How Companies Need to Set Their Business Goals

2 min read
Oct 26, 2016


It’s common knowledge that good business leaders set goals and find ways for their companies to meet them. Investors and employees are much more likely to believe in a company that accomplishes what it sets out to do. Often we focus on strategies to meet those goals, but this only works if the goals are valid in the first place.

Creating a clear vision of what you want your business to be is crucial. It’s a matter of designing short- and long-term goals that help you arrive at that point. Then, perhaps even trickier, you have to make everyone in your organization believe in those goals.  

Not Just About Profits and Sales

Companies should have long-term growth targets. But they need to go beyond that. To gain employee buy-in and market share, it’s mission critical for businesses to have other big goals.

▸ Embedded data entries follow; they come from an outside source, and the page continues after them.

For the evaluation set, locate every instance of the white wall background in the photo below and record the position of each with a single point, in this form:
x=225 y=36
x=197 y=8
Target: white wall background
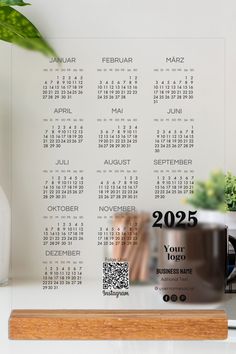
x=128 y=18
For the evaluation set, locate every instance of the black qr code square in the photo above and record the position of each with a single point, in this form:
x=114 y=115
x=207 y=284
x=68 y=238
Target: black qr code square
x=115 y=275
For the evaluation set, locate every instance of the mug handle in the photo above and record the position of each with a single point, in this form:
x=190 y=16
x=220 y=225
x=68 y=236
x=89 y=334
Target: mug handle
x=232 y=274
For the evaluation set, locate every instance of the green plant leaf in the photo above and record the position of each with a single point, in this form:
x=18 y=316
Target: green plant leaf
x=17 y=29
x=13 y=3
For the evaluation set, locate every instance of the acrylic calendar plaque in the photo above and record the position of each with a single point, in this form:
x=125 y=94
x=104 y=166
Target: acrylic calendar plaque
x=106 y=135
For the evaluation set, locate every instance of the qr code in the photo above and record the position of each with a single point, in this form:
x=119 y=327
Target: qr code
x=115 y=275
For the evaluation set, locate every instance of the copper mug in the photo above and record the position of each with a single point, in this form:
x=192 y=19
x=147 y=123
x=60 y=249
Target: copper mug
x=192 y=263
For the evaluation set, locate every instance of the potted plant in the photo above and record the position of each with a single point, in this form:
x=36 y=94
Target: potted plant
x=215 y=199
x=15 y=28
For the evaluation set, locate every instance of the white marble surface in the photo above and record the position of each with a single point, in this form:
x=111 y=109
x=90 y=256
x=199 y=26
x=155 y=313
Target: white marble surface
x=21 y=293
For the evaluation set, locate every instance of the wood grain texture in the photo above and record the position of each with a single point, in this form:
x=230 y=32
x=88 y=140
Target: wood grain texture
x=117 y=324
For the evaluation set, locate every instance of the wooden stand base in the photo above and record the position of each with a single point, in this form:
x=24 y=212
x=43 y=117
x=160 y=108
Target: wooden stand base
x=117 y=324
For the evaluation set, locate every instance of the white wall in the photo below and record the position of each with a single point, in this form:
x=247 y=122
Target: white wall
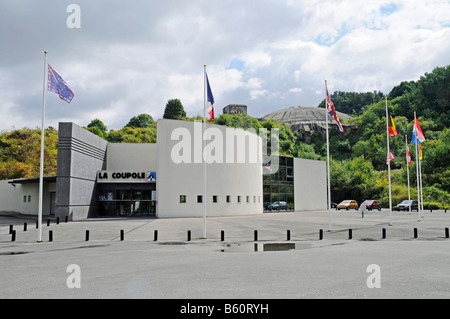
x=310 y=187
x=9 y=196
x=186 y=178
x=132 y=156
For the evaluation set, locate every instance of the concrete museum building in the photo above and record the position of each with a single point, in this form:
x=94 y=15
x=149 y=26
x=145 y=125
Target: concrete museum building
x=167 y=178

For example, your company could focus on improving customer relations. Or your company could play a larger role in the community. Whatever it is, finding the meaningful impact you want your company to make is essential for designing valid goals. These objectives should be tied to your companys mission and culture. 

Long-Term Goals

Salesforce CEO Marc Benioff said that “most people overestimate their success in one year and underestimate their success in ten years. For me, five-year goals are standard practice.”

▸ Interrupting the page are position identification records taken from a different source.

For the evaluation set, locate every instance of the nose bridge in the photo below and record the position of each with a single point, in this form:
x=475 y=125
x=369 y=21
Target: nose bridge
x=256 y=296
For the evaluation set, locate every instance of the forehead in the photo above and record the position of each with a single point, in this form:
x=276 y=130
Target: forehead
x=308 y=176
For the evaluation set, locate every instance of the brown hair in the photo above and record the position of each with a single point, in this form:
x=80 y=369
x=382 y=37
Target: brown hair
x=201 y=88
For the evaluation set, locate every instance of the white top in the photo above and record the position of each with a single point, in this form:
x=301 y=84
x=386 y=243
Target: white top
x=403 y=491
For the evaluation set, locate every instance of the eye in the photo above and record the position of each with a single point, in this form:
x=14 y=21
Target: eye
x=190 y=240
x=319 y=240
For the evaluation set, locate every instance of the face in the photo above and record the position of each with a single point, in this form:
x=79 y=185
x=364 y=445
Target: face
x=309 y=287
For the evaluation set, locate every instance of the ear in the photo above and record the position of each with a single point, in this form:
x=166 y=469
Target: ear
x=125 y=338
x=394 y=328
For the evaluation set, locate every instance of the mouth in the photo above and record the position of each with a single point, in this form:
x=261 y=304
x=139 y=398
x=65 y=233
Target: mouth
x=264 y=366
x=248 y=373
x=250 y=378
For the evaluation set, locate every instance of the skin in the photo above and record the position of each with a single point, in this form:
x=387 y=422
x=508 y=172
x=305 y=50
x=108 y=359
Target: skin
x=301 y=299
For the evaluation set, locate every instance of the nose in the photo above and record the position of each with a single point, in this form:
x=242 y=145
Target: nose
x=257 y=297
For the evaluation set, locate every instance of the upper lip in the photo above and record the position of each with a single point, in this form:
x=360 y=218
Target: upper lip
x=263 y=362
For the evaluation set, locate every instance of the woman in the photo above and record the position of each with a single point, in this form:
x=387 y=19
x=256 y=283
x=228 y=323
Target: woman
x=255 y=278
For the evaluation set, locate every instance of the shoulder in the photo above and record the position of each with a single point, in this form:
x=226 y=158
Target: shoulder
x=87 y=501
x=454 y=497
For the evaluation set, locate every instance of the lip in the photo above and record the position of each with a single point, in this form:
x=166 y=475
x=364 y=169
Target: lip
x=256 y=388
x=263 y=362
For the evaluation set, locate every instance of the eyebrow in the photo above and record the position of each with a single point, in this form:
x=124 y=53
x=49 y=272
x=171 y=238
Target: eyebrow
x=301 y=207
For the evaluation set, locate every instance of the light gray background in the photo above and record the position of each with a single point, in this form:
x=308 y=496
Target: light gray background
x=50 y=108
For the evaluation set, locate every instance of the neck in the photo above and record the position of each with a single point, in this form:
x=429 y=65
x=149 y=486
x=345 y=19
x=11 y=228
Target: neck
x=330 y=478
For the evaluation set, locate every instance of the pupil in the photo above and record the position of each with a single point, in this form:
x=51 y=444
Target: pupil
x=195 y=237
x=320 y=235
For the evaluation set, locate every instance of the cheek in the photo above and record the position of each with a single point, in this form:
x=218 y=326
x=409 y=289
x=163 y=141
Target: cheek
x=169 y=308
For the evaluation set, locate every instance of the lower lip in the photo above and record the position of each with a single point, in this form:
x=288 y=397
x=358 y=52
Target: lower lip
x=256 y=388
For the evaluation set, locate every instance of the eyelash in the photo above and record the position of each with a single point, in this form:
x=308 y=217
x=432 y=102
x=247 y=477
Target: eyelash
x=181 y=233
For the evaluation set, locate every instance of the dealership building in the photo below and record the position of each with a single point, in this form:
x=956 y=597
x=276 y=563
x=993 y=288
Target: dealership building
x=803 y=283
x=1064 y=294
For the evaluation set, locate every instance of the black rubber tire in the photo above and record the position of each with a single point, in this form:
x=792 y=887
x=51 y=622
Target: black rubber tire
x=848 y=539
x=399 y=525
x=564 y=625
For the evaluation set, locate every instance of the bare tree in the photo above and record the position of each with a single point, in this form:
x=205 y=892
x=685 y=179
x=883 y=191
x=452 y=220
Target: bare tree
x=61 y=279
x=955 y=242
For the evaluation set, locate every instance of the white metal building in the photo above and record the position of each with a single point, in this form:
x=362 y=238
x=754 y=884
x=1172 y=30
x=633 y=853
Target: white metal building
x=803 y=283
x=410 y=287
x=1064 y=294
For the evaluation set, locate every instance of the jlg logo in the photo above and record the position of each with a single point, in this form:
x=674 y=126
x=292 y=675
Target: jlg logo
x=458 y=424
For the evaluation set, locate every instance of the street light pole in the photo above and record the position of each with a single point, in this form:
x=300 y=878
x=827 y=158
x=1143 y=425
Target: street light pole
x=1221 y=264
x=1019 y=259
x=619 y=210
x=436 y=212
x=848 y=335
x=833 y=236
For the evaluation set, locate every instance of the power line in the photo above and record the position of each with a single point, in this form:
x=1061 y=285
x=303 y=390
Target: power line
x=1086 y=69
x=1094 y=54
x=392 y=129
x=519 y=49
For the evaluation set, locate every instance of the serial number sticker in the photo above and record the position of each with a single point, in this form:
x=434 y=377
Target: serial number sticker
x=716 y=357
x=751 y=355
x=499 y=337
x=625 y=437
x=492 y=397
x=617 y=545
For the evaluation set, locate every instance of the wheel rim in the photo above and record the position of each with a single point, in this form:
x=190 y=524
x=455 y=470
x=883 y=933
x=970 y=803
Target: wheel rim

A company’s long-term goals should be initiatives that take longer than a year to complete. They could even include game-changer goals. For example, Apple completely reimagined the role technology would play in people’s lives. However, keep in mind that these kinds of goals can be affected by external factors, such as a downturn in the economy.



Short-Term Goals

Each of your long-term goals should be supported by short-term goals. SMART isn’t a new concept, but it is a helpful one for creating meaningful objectives. You want your short-term goals to be specific, measurable, action oriented, realistic, and time specific.

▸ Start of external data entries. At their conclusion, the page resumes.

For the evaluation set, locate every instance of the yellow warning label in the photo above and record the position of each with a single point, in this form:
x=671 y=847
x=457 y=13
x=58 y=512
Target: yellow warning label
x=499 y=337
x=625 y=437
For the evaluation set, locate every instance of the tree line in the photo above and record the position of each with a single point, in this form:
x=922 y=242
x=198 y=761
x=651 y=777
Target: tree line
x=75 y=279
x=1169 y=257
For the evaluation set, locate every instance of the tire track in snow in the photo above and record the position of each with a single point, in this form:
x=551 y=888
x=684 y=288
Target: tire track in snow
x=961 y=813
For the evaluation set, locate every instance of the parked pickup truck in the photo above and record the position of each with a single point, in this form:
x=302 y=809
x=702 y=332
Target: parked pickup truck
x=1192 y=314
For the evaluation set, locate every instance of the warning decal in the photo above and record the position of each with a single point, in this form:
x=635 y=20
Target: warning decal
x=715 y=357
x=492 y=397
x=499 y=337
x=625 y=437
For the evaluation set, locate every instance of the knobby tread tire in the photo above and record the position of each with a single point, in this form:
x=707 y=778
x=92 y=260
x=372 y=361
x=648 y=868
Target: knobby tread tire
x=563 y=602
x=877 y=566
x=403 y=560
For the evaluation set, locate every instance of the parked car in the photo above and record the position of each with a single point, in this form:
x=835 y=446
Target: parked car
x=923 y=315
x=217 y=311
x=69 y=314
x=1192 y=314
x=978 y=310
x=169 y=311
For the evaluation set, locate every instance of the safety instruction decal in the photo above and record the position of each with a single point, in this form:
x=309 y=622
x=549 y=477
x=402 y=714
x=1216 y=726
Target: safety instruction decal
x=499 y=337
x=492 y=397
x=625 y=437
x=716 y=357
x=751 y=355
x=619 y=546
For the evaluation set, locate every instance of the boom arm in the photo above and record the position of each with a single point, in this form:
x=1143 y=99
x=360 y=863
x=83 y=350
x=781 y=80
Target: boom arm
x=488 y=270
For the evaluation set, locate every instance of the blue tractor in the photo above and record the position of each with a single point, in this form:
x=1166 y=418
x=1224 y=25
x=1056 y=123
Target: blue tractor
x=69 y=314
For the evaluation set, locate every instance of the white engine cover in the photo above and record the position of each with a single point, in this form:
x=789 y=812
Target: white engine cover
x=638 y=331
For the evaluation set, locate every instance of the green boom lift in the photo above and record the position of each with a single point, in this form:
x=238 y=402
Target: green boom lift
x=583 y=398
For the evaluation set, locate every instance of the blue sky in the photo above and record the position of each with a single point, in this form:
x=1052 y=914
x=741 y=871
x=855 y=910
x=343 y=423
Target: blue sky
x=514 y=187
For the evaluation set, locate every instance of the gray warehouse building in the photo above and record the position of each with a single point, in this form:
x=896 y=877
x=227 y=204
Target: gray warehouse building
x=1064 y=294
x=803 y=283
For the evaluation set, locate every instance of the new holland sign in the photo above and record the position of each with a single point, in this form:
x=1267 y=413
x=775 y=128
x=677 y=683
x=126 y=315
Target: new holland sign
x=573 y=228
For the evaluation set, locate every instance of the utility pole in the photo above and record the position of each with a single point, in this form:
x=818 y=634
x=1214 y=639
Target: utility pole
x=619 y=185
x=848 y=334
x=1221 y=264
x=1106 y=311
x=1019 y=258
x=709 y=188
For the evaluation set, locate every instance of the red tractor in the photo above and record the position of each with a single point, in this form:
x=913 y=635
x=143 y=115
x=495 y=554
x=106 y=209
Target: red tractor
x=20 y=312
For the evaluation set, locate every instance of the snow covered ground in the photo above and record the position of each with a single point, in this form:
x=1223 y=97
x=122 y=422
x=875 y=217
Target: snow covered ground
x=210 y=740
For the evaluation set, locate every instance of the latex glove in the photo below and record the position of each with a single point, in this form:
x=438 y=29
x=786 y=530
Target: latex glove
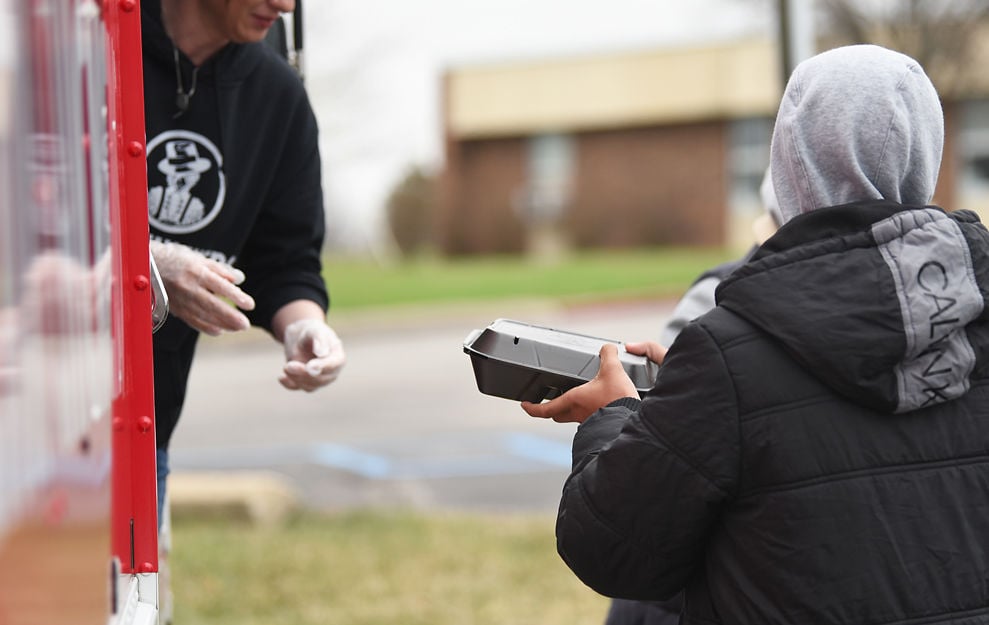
x=200 y=289
x=574 y=406
x=314 y=355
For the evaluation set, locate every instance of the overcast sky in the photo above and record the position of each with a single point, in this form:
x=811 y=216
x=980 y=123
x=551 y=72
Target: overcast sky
x=373 y=69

If you want to boost sales by 36% over the course of a year, set each month’s goal to boost sales by 3%. This is an achievable, reasonable goal that employees can take action to accomplish. The goal has a clear, bright line too — either sales increased by enough or they didn’t.


The reality is that goals are meaningless if everyone in the company isn’t held accountable for meeting them. This doesn’t mean you should go around firing people because they missed their goal one month. It does mean that leadership should be monitoring employees to see if they’re meeting the company’s objectives. When they’re not, it’s time to have an honest discussion about what they need to meet those goals.

Your company’s goals are ultimately tied to its culture. If you set substantive big objectives that are logically supported by interim goals then hold people responsible for meeting those standards, your company will be on the right course. It will also be more likely to survive in today’s competitive climate.